News Release

Rethinking the role of affiliation and aggression in primate groups

Peer-Reviewed Publication

University of Illinois at Urbana-Champaign, News Bureau

BOSTON, Mass. — One of the fundamental assumptions about primates is under attack. Two American primatologists are challenging the current and dominant theory that competition is the driving force of social behavior in primates – both human and non-human.

In place of the “aggression-competition-reconciliation model” of primate sociality, the researchers offer a new theory that recognizes cooperation and affiliation as the species’ primary social behaviors.

The new paradigm or model proposed by professors Paul Garber, from the University of Illinois, and Robert Sussman, from Washington University, is based on their extensive field research on primates. One of their criticisms of the dominant model, which has focused on competition and aggression to the virtual exclusion of cooperation and affiliation, concerns the database that has been used to test theories of primate sociality.

Until now, “data on the contexts and functions of affiliative, cooperative and agonistic behaviors in wild primates have been extremely limited,” Garber and Sussman wrote in an abstract prepared before the AAAS meeting.

In order to illustrate the problems inherent in the dominant model, the primatologists explored “a basic question of primate sociality, namely, how much time do diurnal, group-living primates spend in social behavior, and how much of this time is affiliative and agonistic?” What they found with regard to social behavior in group-living prosimians, New and Old World monkeys and apes is that most primate species devote only 5 to 10 percent of their “activity budget” to social interactions.
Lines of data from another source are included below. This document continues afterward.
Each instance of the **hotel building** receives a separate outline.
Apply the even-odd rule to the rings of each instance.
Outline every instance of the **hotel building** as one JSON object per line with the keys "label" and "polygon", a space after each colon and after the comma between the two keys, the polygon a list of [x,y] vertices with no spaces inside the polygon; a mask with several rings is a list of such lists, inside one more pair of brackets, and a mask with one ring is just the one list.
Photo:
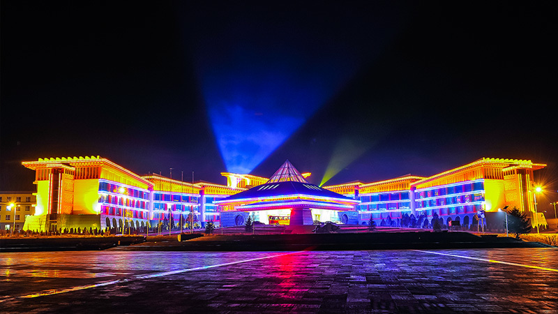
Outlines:
{"label": "hotel building", "polygon": [[0,230],[21,230],[26,218],[35,214],[36,203],[33,192],[0,191]]}
{"label": "hotel building", "polygon": [[[460,220],[464,225],[481,211],[505,206],[535,218],[533,172],[545,167],[531,160],[482,158],[428,177],[319,187],[306,181],[310,174],[301,174],[288,160],[269,179],[222,172],[227,185],[142,177],[100,156],[39,158],[22,165],[35,170],[37,186],[29,195],[33,204],[36,197],[35,211],[24,230],[116,232],[163,223],[180,227],[193,220],[199,226],[209,220],[218,226],[239,225],[248,215],[264,223],[276,223],[272,216],[282,218],[281,223],[293,219],[292,223],[303,224],[362,225],[372,218],[380,225],[405,214],[430,219],[436,213],[445,225]],[[0,204],[4,223],[6,202]],[[538,215],[532,223],[543,224],[544,216]]]}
Their data also indicate that rates of aggression are “extremely low, normally less than 1 percent of the activity budget.” “Affiliative” behaviors, on the other hand, are 10 to 20 times more common.

The researchers explain that their new model examines the effects of group size on the costs and benefits of primate sociality, and “provides a proximate explanation of how primates live in relatively stable, peaceful groups, and solve the problems of everyday life in such a generally cooperative fashion.”
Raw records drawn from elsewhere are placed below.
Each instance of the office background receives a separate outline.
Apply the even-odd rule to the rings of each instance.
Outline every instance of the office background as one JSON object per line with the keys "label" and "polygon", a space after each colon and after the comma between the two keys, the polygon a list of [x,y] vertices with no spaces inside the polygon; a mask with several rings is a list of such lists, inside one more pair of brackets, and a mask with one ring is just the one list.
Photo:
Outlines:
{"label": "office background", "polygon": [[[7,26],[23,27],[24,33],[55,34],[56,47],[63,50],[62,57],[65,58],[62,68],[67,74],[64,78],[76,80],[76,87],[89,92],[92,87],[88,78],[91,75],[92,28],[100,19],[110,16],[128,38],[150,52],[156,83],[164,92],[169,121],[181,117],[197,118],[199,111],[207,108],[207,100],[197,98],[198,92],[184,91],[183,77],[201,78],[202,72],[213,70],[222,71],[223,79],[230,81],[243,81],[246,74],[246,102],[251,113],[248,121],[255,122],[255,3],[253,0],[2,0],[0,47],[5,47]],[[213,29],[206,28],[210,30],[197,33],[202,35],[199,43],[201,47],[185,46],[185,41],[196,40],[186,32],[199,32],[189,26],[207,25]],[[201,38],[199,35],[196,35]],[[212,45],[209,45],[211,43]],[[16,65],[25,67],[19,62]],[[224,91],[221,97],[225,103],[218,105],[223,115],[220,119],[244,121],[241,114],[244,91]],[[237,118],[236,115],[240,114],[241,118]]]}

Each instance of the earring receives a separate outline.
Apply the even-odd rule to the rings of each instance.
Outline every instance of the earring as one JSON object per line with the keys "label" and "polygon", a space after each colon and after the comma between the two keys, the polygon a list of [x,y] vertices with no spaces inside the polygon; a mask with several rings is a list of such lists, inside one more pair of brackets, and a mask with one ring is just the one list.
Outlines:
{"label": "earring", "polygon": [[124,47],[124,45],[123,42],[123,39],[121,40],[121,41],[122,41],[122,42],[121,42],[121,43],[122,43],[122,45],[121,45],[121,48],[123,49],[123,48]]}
Driving their research is the concern that “some authors have accepted a competition-aggression-reconciliation paradigm as a default explanation of primate social and mating systems without critically evaluating its assumptions or appropriately testing alternative hypotheses.” As Garber and Sussman see it, two major theoretical problems surround that sociobiologically based model.
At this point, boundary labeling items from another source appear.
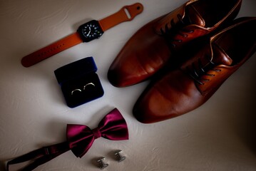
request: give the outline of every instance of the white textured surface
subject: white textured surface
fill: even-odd
[[[131,110],[148,82],[125,88],[112,86],[107,71],[127,40],[140,26],[169,12],[184,0],[139,0],[144,11],[98,40],[81,43],[32,67],[23,56],[58,40],[91,19],[101,19],[135,0],[0,1],[0,170],[4,162],[43,146],[65,140],[67,123],[93,128],[118,108],[130,132],[127,141],[96,140],[81,159],[67,152],[36,170],[256,170],[256,56],[235,73],[203,106],[155,124],[138,123]],[[244,0],[239,17],[256,16],[256,1]],[[105,95],[71,109],[65,104],[53,74],[71,62],[93,56]],[[127,159],[113,157],[123,150]]]

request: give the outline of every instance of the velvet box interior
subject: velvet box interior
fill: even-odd
[[[67,105],[75,108],[103,95],[93,57],[87,57],[54,71]]]

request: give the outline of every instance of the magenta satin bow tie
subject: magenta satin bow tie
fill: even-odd
[[[108,113],[99,123],[98,128],[93,130],[86,125],[68,124],[66,137],[66,142],[42,147],[9,161],[6,165],[7,171],[10,165],[35,160],[31,164],[21,170],[33,170],[39,165],[69,150],[71,150],[76,157],[82,157],[90,149],[94,140],[100,137],[111,140],[123,140],[129,138],[126,122],[117,108]]]

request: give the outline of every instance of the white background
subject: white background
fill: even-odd
[[[75,32],[79,25],[137,1],[144,11],[133,21],[30,68],[21,66],[23,56]],[[148,82],[118,88],[107,79],[111,63],[139,28],[185,1],[0,0],[0,170],[8,160],[65,141],[67,123],[94,128],[114,108],[128,123],[129,140],[99,138],[82,158],[68,151],[36,170],[99,170],[95,161],[102,156],[109,164],[106,170],[256,170],[255,54],[203,105],[154,124],[140,123],[132,115]],[[256,1],[243,0],[238,17],[255,16],[255,8]],[[88,56],[93,56],[98,68],[104,96],[69,108],[53,71]],[[120,163],[113,155],[119,149],[127,157]]]

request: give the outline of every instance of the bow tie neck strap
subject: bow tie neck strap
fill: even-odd
[[[81,157],[90,149],[94,140],[100,137],[111,140],[128,140],[128,131],[126,120],[118,110],[115,108],[103,118],[95,129],[91,130],[86,125],[68,124],[66,137],[67,140],[64,142],[42,147],[9,161],[6,164],[7,171],[11,165],[29,160],[34,162],[19,170],[33,170],[69,150],[76,157]]]

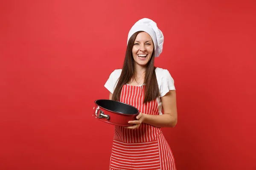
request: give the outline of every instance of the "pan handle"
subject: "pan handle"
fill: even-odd
[[[106,118],[107,120],[109,120],[109,115],[105,114],[104,112],[100,110],[99,107],[96,108],[95,115],[98,118]]]

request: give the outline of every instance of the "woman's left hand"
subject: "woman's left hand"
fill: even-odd
[[[136,116],[136,120],[133,120],[128,122],[128,123],[130,124],[134,124],[133,126],[125,127],[125,128],[129,129],[135,129],[139,128],[141,123],[143,122],[143,120],[145,119],[145,114],[140,113]]]

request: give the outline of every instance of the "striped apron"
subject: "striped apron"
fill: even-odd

First, the paradigm assumes that competition is the main driving force behind both agonistic and affiliative social behavior.

“Certainly there is no question that affiliative, agonistic and competitive behaviors are a consequence of social life and present in all primate species,” Garber and Sussman wrote. “However, there are reasons to believe that competition is not the main driving force of social behavior.

“Evolution proceeds at an extremely slow pace and, therefore, there is no justification to assume that we are observing dramatic evolutionary events in every population currently under study.”

For example, experiments with thousands of generations of bacteria and fruit flies have demonstrated that rapid directional selection only occurs after serious environmental change; little change occurs once a population has adjusted to the environment.

“If we assume that interactions between individuals are neutral in relation to evolutionary phenomena at any particular point in time, then competition over food and mates may not be directly responsible for driving sociality. “Under this set of assumptions, the current sociobiological paradigm fails to explain the context, function and social tactics underlying affiliative and agonistic behavior.

“In other words,” they wrote, “if the goal of a given behavioral interaction represents a proximate response to solve or avoid some immediate social or ecological problem, and not solely to pass on one’s genes at the expense of fellow species, there must be other factors driving social behavior.”

The second problem involves “an unstated assumption” of most models of primate competition, namely, that groups in the population quickly reach maximum size, and therefore the addition of even one or two new members, through births or migrations, results in significant costs in feeding competition, travel costs and increased aggression.

“If mechanisms exist such that groups in a population are maintained below maximum group size or group-carry capacity, then within group feeding, competition may not be a pervasive factor in driving primate sociality and individual reproductive success.” Garber and Sussman argue that “behavioral flexibility” in primate foraging and social tactics is best explained as “a proximate decision-making response to current and changing social and ecological information.” The bottom line is that “Cooperative and affiliative behaviors are considerably more common than agonistic behaviors in all primate species.”